Started by November 24, 2001 08:54 AM
2 comments, last by Hamster 23 years, 2 months ago
Hello, I''ve been trying to program a close range fighting game, but am having problems with the collision detection. My latest idea is that I could try and map cylinders/boxes/spheres to the bones and joints of each character to move with the sketleton, but setting this up looks like a lot of hard work (I''d probably have to program a plugin for my modeller etc, in the longrun), so if this isn''t the accepted tecnique and anyone can suggest one, please let me know. Thanks for the help, John Also: Is there any special technique employed in beat-em-ups when throwing an opponent?
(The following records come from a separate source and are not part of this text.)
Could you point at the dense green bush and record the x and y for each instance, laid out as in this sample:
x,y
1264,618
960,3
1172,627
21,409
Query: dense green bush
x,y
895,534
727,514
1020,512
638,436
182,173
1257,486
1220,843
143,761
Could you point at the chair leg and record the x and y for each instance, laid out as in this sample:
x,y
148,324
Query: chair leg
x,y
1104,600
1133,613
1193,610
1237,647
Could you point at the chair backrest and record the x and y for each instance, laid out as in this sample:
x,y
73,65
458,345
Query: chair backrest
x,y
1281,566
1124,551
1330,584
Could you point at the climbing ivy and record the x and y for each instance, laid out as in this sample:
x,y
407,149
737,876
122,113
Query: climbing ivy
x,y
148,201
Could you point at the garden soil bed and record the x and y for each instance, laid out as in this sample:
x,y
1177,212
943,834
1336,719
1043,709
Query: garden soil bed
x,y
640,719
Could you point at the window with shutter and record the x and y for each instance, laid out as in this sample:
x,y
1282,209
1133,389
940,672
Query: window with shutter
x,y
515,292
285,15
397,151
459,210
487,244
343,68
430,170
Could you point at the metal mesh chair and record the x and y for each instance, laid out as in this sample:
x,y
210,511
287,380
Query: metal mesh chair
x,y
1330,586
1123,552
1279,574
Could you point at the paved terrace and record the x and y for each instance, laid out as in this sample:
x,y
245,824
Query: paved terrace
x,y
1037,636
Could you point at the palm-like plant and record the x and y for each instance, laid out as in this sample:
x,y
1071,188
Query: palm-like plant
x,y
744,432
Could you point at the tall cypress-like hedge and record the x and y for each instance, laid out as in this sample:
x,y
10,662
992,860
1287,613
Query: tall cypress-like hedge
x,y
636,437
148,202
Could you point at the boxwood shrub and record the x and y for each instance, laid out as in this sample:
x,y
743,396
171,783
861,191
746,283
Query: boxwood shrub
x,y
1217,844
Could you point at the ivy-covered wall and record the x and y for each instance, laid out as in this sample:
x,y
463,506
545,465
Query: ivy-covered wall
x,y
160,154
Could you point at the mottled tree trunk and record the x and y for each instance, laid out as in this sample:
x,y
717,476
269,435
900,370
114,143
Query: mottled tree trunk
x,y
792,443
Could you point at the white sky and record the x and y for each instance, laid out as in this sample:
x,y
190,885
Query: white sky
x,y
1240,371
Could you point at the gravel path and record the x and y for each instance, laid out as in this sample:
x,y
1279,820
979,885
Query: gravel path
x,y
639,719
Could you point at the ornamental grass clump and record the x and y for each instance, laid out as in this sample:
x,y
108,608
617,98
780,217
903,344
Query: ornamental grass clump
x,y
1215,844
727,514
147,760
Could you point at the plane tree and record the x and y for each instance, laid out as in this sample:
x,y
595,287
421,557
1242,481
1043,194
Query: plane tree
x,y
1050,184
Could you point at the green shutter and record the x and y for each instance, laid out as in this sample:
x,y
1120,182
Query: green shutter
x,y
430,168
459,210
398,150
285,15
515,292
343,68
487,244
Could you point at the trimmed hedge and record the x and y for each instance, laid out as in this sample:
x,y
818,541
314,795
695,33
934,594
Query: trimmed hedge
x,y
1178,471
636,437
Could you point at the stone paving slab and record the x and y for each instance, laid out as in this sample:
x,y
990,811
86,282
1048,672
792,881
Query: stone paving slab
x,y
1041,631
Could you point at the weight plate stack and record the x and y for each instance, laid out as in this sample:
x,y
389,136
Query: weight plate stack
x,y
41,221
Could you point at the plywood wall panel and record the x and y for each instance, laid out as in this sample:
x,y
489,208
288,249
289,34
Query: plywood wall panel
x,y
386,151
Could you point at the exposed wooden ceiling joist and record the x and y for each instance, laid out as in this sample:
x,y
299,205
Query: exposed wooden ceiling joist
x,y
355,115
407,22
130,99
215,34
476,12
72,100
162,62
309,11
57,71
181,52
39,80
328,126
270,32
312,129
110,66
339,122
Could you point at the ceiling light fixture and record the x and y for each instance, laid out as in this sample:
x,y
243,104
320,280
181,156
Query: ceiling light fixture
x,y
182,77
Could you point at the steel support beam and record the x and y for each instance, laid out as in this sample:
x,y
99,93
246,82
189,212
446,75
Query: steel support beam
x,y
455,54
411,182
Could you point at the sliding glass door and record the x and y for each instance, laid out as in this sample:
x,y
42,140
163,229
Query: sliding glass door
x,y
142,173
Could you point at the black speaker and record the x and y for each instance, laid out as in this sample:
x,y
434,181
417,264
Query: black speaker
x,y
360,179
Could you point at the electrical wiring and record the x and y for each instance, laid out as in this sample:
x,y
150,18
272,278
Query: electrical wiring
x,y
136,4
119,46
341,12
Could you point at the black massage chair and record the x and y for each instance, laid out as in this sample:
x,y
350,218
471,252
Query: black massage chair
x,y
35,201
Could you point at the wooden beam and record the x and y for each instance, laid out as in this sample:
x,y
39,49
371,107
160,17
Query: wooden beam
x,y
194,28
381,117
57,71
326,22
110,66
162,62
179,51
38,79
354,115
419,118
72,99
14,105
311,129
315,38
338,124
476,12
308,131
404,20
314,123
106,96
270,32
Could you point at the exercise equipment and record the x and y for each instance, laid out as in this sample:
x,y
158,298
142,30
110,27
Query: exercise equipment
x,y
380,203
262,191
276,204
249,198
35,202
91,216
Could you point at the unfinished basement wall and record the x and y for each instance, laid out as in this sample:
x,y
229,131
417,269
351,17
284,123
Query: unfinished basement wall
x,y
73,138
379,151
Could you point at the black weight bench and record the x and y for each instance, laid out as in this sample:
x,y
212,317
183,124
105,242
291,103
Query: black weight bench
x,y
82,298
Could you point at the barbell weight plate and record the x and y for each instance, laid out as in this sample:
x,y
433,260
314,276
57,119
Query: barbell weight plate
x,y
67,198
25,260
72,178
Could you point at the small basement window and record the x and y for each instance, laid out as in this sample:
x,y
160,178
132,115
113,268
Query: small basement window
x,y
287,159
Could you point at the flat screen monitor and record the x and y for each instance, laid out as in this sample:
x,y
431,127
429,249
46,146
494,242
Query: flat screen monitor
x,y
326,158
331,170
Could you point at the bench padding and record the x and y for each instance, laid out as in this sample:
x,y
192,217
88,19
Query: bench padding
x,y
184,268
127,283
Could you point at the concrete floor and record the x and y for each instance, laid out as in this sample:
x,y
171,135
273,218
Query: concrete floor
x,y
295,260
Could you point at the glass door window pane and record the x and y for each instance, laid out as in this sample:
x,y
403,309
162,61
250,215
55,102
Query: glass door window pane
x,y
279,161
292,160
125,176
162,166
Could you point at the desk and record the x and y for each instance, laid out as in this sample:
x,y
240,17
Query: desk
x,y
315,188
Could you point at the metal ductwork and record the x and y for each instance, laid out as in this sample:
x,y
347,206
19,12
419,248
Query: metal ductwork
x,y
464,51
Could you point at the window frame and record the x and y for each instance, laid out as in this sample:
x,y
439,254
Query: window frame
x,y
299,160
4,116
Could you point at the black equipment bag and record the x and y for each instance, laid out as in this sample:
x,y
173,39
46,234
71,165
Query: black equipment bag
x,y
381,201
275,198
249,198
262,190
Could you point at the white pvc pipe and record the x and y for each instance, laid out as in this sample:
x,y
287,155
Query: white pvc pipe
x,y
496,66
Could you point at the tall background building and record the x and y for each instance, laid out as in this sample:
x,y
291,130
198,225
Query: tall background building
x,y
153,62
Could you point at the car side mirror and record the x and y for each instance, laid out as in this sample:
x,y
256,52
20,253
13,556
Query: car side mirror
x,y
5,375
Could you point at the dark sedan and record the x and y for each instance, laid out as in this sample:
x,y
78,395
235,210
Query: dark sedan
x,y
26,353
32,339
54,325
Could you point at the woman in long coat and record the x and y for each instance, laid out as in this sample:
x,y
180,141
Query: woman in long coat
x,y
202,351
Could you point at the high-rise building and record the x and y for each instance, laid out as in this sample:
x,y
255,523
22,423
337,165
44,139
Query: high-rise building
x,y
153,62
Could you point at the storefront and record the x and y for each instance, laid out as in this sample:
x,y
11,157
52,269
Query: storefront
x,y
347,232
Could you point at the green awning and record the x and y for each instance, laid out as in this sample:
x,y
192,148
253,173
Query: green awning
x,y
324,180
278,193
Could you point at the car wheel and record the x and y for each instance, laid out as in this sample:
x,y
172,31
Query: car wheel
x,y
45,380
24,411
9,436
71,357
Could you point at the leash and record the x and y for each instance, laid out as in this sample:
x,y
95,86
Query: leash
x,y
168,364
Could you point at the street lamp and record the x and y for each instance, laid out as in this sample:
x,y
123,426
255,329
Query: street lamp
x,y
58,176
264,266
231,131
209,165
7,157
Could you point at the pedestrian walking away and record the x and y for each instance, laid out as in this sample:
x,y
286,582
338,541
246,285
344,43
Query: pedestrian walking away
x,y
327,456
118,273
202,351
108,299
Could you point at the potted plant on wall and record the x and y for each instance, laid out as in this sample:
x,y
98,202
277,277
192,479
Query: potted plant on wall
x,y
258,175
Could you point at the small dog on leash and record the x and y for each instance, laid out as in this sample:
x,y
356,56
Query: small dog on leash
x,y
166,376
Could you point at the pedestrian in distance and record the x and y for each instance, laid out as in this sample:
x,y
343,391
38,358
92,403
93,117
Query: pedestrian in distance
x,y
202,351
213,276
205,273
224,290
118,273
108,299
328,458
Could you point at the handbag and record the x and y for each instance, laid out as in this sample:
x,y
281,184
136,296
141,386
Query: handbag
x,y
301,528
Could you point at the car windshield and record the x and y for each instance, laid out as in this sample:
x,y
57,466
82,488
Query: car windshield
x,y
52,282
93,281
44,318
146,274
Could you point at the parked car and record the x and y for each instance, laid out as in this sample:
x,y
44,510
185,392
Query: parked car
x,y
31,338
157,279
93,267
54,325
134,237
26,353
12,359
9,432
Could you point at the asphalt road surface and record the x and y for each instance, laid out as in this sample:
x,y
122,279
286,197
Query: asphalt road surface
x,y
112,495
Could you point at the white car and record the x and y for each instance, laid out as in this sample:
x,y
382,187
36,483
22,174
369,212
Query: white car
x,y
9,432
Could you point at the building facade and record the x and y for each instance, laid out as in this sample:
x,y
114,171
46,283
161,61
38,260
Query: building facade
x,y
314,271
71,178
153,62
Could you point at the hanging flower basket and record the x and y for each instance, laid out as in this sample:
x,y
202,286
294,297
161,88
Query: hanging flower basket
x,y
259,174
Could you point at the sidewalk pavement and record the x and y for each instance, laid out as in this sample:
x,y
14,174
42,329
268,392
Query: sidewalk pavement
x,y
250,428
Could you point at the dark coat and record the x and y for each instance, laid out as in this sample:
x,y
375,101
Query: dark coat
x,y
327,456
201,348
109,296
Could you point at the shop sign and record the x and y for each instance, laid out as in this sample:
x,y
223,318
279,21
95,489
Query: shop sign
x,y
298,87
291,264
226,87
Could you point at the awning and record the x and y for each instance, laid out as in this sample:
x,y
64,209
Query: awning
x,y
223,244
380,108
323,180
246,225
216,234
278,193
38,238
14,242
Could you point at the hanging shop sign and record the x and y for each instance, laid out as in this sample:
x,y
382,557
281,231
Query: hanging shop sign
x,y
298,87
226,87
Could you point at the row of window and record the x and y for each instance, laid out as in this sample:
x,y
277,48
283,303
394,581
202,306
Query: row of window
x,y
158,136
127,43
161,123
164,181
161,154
Punches and kicks seem ok, but throwing looks quite complicated to set up.
There is absolutely nothing wrong with your theory here, so do have confidence to proceed with it.

It shouldn''t be too hard to attach various geometric collision primitives to the bones in your modelling package, either along with the skin or on the same bones but in a seperate file.

Ultimately you''re just looking for a means of recognising that they are what they are, and not part of the skin. You''ll want to export them in an optimium format (just the plain bounding data) and like a skin vertex, you''ll obviously have to know which bone each bounding volume is attached to.

The key focus of your plug-in development will then resolve down to adding extra functionality necessary (if any) in attaching bounding volumes to bones, perhaps tagging it as necessary to signal that it''s not part of the skin and finally...export.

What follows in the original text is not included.